The 40 or so people in the class included nursing students, pre-med students, pre-dental students and me. It was an accelerated class and a lot of work, but my job gave me opportunities to see anatomy in action. A kid fell down some concrete steps onto some glass, for instance. There was a cut on his hand by his thumb, and he claimed he couldn’t feel or move it. We had learned in class about the nerves that control the hand and thumb. The recurrent branch of the median nerve is an important nerve to the hand that is in that area very close to the skin and I realized that he may have injured this nerve. While this injury was not life threatening, he did need a surgeon and firsthand observations like these helped me in anatomy class. One week we were learning about the cardiovascular system and perfusion to different organs. Each organ and tissue is continuously perfused by blood (that is, it has blood flowing through it) and that blood flow increases and decreases as demand changes. The skeletal muscles need more blood flow when we are exercising, the brain needs more blood during activity such as fast or complicated speech, the intestines need more blood flow after a meal and so on. We were given an essay assignment: “Choose your favorite organ and discuss its perfusion at rest and stimulated.” We had a week to finish the assignment and had to get our chosen tissues approved in advance. The next day the professor, Dr. Brenda Oaks, asked the class if anyone had decided on their organ yet. One person raised her hand. Dr. Oaks said, “OK, what organ do you want to discuss?”

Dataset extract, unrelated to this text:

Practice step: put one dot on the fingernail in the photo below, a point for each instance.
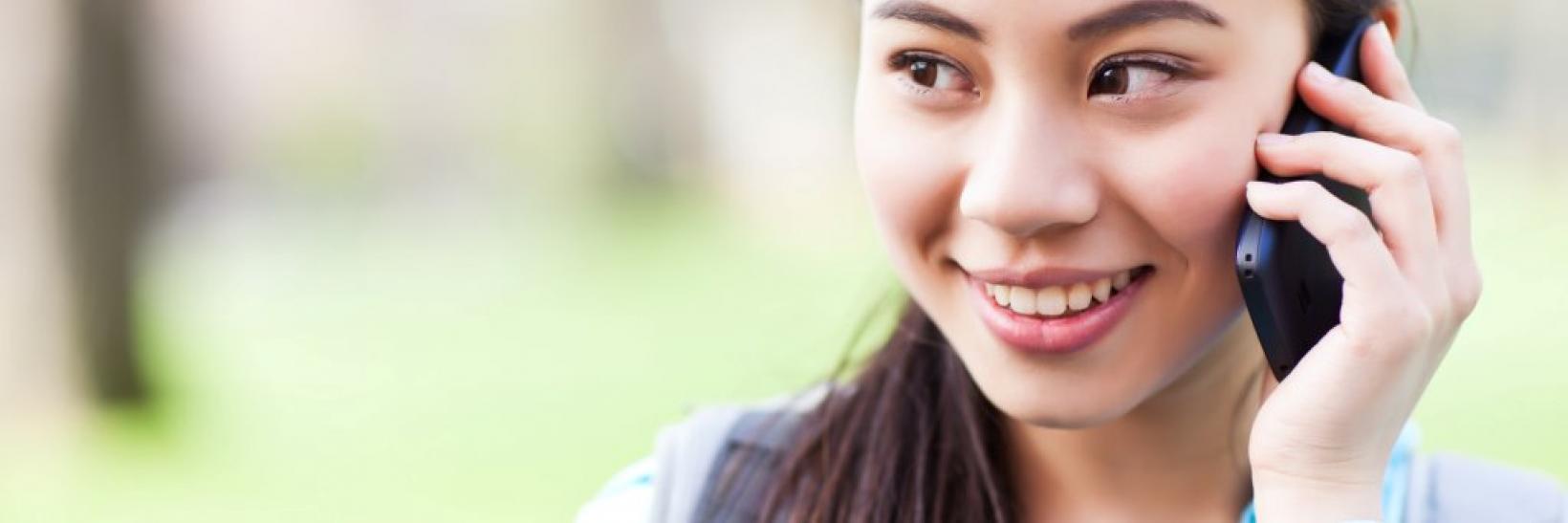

“The penis,” replied the student. There were a few snickers, but not too many—we were paraprofessionals, and the mention of an organ of reproduction was not a big deal.

“OK,” said Dr. Oaks, “that is an interesting choice. That is actually a complicated discussion because of the multiple perfusion changes that occur when this organ is stimulated.”

“Really?” said the student, “I thought it was the simplest.” That brought a lot of laughter from the students. From the class a male voice called out, “Can I do the penis too? I have a fond attachment to that organ.” Dr. Oaks laughed at that.

I resolved to discuss a skeletal muscle in my essay but I did want to meet the student interested in penises. In the hospital café, I saw her in line for lunch. She looked a little like a young Mrs. Collins. I stepped up behind her and casually asked how her essay was going. “I was so embarrassed,” she said.

We chatted briefly and I learned that her name was Holly and she was a nursing student interested in working in the emergency room. I told her my story of ambulance work and college chemistry. She smiled, nodded and said that the ambulance sounded interesting and fun. I agreed and I knew that I would be seeing her again.